In the second half of the paper, they start to examine how Hi-C TADs might be affecting expression patterns of their reporters. They group local clusters of insertions together and classify those with similar expression patterns as "Regulatory Domains" and those with a change in expression pattern as "Transition Zones". They show that 80% of regulatory domains fall within a single TAD, whilst only 45% of transition zones do. They confirm the significance of this result by random permutation of the various regions. One big caveat of this analysis is that they use the TADs from the Dixon Hi-C paper, which are from mouse ES cells. The Dixon paper presents evidence that these TADs are largely cell type invariant, but of course there are some changes between the cell types examined. Changes in TAD boundary position are likely to be much more pronounced across the multiple tissues of a mouse embryo, and I think this makes the result they find all the more striking. Certainly it's some of the most persuasive evidence I've seen that topological domains might help to define regulatory modules with real developmental relevance.

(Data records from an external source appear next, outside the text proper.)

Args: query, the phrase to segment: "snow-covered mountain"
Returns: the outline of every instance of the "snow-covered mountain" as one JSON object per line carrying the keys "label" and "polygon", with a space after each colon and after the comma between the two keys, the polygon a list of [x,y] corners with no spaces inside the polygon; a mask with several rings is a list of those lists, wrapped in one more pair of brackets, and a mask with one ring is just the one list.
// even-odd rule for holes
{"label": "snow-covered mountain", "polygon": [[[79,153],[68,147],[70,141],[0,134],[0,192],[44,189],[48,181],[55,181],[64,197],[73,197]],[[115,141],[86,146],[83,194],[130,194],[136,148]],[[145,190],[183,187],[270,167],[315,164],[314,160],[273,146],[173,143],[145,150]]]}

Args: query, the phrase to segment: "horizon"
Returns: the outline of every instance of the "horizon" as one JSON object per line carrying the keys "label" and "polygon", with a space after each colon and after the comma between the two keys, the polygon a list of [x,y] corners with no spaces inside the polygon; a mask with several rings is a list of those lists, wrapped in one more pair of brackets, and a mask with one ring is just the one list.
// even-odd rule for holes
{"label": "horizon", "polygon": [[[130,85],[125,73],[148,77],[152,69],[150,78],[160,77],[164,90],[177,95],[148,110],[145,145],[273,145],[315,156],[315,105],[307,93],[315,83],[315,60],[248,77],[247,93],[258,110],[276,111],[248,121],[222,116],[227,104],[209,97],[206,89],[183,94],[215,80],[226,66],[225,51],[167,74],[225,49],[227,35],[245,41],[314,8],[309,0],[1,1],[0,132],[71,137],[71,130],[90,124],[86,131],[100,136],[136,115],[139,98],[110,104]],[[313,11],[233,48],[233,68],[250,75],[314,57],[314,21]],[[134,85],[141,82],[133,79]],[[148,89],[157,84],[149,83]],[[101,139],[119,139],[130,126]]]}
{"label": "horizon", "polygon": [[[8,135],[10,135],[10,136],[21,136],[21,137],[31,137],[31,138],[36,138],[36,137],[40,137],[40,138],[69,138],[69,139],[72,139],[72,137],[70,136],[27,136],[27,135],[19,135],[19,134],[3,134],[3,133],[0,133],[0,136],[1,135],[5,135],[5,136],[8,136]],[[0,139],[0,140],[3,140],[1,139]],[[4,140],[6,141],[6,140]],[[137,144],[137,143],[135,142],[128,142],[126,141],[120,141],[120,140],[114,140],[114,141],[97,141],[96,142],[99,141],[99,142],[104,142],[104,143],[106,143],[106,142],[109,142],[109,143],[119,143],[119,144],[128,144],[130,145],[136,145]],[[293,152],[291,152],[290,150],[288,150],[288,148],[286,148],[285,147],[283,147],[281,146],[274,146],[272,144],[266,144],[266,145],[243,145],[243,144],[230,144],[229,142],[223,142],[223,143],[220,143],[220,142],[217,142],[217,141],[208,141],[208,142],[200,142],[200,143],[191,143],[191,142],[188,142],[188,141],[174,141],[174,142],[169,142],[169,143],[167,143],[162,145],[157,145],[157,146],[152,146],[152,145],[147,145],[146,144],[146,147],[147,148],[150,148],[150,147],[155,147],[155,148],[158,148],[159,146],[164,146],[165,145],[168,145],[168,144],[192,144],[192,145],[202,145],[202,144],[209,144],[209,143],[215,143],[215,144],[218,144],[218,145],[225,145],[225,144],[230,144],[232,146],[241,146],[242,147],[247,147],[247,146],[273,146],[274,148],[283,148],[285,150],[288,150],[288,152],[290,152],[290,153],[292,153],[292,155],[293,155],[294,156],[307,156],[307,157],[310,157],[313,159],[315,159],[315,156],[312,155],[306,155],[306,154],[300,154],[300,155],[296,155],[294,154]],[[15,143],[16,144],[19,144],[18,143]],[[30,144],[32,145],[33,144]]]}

The large distance scales separating insertions with very similar expression patterns suggests that enhancer activity (either alone or in concert) acts over broad domains. The confinement of these insertions to single topological domains suggests that either the local structure defines the range of this activity, or that some third party defines both the range of activity and the topological domain. Either way, the paradigm here would be that these domains are regulatory modules with all or most of the tissue specific genes in the same module being co-regulated. On the other hand, there is lots of evidence (even some from this paper) that genes have to compete with each other for activation by enhancers. If enhancers are largely captured by the closest gene, where is the evolutionary role for the domain? One might begin to answer this question by looking at the positions of genes that are expressed in a tissue specific manner. Can liver and brain specific genes be found in the same TAD for example, or are all tissue specific genes within a TAD generally specific for the same tissue? If anyone has ever done some analysis like this please let me know in the comments!